With just three weeks until Election Day, and President
Trump on the defensive in every major battleground state, the president’s top aides know they must change the trajectory of the race.
So as Mr. Trump returns to the campaign trail this week after being hospitalized for his coronavirus infection,
his advisers are sending him out with a teleprompter, as they at times did before his diagnosis, in hopes he’ll drive
a more coherent message against his Democratic opponent, former Vice President Joseph R. Biden Jr.
And on Tuesday night, in a more pointed effort to nudge Mr. Trump toward his script, the president’s campaign also shared excerpts with reporters of
the speech they said he would deliver upon landing for his rally in Johnstown, Pa., about 70 miles east of Pittsburgh.
Mr. Trump did read
some of the staff-written remarks in his speech, which lasted just over an hour.
But the president also made clear he had other issues on his mind besides the populist message that his campaign wanted him to give in Johnstown. Namely,
how embarrassing it would be to lose to an opponent he has repeatedly mocked as being senile. Trailing by double digits in national surveys and by similarly daunting margins in critical states like Pennsylvania,
the president seemed preoccupied with the idea of losing.
“I’m running against the single worst candidate in the history of presidential politics, and you know what that does?” Mr. Trump said. “That puts more pressure on me.” He added: “Can you imagine if you lose to a guy like this?

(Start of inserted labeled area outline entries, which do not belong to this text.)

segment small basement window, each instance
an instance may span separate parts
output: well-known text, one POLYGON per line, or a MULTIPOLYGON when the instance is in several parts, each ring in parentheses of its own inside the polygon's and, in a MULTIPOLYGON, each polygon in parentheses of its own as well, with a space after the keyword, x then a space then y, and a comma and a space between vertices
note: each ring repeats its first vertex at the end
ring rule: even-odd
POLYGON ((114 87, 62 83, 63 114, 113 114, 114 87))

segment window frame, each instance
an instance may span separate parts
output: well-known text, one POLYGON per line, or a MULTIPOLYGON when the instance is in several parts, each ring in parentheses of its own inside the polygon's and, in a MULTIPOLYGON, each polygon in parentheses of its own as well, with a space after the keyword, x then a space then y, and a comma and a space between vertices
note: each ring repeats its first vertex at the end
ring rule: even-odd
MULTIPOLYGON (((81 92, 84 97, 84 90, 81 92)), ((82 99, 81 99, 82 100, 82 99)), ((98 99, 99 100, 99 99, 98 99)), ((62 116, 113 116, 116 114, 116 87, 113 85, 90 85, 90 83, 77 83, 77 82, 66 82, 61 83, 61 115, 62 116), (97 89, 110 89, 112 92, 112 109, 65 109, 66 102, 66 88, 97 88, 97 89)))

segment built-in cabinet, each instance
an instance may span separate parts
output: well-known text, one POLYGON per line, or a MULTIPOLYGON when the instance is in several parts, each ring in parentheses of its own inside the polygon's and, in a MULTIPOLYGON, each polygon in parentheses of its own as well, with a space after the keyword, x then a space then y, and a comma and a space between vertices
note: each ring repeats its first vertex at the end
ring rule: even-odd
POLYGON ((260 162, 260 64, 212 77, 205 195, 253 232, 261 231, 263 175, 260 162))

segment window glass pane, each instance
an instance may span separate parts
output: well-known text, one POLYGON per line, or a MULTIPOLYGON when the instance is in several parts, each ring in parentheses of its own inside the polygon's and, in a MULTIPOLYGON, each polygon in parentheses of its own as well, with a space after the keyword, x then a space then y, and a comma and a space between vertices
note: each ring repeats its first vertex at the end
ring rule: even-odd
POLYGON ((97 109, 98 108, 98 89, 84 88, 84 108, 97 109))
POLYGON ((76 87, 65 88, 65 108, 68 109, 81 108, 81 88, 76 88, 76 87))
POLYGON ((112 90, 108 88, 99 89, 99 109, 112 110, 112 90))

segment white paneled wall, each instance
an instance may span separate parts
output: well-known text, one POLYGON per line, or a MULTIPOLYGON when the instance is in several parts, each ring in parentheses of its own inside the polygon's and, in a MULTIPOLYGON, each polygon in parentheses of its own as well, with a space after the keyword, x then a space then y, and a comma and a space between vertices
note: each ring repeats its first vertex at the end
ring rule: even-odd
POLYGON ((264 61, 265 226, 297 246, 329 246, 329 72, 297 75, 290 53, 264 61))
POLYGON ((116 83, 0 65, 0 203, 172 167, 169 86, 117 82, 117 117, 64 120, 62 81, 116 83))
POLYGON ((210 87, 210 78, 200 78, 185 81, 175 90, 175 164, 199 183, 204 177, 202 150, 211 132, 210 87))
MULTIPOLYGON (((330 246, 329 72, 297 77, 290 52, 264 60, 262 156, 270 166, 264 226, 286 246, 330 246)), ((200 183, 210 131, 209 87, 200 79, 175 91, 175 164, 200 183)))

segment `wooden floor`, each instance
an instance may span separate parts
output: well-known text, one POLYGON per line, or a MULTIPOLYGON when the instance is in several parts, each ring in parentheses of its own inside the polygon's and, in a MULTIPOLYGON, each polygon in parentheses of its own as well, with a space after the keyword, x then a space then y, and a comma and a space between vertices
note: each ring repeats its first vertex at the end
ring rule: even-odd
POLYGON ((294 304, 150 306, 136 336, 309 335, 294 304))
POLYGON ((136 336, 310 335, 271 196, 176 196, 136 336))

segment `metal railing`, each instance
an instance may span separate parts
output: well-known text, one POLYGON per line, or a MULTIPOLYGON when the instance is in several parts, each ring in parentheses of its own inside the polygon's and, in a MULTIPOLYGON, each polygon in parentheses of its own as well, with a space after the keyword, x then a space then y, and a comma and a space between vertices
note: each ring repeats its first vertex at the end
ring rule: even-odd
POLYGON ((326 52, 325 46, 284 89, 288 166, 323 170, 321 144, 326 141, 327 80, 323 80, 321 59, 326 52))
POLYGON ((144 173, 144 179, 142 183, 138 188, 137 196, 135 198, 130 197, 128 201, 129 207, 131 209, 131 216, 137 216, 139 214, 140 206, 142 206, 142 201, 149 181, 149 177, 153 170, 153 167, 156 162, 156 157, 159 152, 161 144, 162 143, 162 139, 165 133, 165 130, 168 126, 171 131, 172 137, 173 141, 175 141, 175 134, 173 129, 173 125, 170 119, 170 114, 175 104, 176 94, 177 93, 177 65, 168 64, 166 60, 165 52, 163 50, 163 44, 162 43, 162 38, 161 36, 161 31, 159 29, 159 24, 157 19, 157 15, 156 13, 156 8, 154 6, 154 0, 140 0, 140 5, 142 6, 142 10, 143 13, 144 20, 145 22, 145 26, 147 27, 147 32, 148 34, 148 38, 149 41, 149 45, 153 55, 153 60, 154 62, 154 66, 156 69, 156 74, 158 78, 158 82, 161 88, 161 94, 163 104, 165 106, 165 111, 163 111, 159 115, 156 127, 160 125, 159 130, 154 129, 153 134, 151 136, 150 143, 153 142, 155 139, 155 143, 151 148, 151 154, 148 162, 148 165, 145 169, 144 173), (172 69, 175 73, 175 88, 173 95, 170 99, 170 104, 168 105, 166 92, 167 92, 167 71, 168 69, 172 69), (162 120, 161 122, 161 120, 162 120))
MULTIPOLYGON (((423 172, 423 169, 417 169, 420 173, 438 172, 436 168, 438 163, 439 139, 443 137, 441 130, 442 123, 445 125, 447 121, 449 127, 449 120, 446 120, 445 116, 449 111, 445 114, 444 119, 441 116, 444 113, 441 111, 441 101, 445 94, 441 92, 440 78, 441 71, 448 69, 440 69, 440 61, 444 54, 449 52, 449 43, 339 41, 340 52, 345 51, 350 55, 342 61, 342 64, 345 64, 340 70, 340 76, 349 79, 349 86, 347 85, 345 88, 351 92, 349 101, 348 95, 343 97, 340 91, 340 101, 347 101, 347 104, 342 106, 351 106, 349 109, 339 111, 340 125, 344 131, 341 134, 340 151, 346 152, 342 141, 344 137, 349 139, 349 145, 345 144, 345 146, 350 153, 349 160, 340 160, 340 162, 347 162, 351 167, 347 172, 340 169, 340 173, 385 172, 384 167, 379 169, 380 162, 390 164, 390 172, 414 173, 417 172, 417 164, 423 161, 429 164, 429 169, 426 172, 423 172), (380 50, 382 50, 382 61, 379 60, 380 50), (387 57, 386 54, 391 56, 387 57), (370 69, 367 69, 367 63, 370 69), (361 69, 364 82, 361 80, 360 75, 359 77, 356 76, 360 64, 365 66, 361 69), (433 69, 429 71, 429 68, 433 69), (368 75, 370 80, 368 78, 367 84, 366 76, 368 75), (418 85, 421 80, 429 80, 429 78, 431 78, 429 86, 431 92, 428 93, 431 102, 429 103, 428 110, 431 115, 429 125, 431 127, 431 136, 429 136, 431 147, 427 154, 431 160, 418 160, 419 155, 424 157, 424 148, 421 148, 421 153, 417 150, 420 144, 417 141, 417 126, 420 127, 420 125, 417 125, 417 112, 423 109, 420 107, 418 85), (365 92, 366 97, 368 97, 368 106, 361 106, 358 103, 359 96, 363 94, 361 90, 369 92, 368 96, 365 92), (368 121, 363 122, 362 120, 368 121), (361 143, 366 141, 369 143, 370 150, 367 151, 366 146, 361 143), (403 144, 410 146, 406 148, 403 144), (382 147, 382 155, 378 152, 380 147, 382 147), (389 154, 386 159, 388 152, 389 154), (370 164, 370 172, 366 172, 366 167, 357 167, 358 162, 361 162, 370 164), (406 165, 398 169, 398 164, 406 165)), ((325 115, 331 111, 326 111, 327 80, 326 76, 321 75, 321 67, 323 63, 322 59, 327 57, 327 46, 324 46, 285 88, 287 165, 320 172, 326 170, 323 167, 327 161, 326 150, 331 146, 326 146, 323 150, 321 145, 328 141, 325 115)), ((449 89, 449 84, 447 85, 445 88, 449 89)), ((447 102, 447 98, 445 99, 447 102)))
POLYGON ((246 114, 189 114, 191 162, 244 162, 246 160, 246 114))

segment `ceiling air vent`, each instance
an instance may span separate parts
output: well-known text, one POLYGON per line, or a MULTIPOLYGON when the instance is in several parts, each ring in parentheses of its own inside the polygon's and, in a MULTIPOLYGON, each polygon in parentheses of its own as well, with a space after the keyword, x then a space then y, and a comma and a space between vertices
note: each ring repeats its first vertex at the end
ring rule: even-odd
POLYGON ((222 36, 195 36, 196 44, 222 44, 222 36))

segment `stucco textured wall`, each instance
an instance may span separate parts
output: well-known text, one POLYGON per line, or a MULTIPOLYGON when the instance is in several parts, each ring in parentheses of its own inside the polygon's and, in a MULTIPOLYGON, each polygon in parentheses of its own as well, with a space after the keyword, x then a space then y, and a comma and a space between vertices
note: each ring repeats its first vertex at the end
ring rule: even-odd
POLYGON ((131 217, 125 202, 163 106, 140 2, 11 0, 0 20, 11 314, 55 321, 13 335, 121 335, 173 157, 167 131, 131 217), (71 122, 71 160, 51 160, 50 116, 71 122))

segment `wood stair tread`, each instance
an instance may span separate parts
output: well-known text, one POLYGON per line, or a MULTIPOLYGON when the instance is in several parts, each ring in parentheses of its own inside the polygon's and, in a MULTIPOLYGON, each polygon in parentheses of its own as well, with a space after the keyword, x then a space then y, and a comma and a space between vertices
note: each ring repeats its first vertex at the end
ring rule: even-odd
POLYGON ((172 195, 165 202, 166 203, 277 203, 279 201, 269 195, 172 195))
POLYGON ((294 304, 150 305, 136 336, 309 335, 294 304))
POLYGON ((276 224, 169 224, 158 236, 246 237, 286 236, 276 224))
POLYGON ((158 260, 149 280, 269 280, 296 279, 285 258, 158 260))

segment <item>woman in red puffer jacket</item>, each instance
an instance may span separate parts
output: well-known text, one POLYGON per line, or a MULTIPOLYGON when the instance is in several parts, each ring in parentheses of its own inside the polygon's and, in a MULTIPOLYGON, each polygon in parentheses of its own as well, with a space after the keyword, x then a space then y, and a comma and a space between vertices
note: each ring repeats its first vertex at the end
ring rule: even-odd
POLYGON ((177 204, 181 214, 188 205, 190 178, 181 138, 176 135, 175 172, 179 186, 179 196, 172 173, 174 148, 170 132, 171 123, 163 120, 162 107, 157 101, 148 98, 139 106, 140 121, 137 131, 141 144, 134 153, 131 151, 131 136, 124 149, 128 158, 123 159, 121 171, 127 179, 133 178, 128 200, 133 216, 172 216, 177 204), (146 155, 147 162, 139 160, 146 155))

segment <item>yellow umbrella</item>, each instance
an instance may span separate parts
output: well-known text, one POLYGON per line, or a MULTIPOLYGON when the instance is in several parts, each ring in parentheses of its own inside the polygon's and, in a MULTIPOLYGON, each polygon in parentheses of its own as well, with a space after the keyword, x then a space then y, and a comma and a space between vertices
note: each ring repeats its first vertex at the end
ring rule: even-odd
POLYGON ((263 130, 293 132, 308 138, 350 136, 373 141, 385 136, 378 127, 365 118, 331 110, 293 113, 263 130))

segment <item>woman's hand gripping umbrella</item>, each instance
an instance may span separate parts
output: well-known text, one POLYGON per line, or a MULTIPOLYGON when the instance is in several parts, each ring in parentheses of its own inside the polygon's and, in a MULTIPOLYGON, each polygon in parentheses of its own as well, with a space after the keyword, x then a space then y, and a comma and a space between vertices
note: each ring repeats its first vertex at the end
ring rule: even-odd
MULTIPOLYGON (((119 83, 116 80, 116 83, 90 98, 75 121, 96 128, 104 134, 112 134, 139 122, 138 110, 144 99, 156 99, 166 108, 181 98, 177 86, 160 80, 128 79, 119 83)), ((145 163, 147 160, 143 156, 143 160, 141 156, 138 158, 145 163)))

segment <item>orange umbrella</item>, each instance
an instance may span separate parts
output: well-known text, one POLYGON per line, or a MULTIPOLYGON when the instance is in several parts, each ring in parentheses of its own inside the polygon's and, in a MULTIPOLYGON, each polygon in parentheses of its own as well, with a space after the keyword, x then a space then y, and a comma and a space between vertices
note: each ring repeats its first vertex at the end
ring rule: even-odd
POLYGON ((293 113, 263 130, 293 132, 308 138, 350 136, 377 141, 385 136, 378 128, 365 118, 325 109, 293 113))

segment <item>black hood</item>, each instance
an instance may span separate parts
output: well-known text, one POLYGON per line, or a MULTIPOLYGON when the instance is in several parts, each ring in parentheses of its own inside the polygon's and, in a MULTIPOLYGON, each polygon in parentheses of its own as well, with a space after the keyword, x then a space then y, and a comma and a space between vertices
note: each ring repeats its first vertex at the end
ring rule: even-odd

It’s unbelievable. He has no idea what he’s saying. How the hell do you lose to a guy like this, is this possible? Oh, I’ll never come to Pennsylvania again.”
Bizarrely, Trump predicted that his fortunes with female voters, who in the recent Times survey were supporting Mr. Biden by 15 points, would turn around.
“We’re going to see that the women really like Trump a lot,” Mr. Trump said, repeating the falsehood that he won women with 52 percent of the vote in 2016 (Hillary Clinton won 54 percent of women, according to exit polls).
Perhaps the most striking language from Mr. Trump’s speech that was not included in his prepared text was an acknowledgment that he is practicing “risky” behavior by appearing in public so soon after falling ill with a highly contagious disease.
“I got to get out and I have to meet people and I have to see people, and
I know it’s risky to do that,” he said. “But you have to do what you have to do. You know, I’m the president, I can’t sit in the basement and say, ‘Let’s wait this thing out.’ Now, I’m immune. I could come down and start kissing everybody,” he told his supporters, echoing a line he used the day before in Florida. “
I’ll kiss every guy — man and woman. Look at that guy, how handsome he is. I’ll kiss him. Not with a lot of enjoyment, but that’s OK.”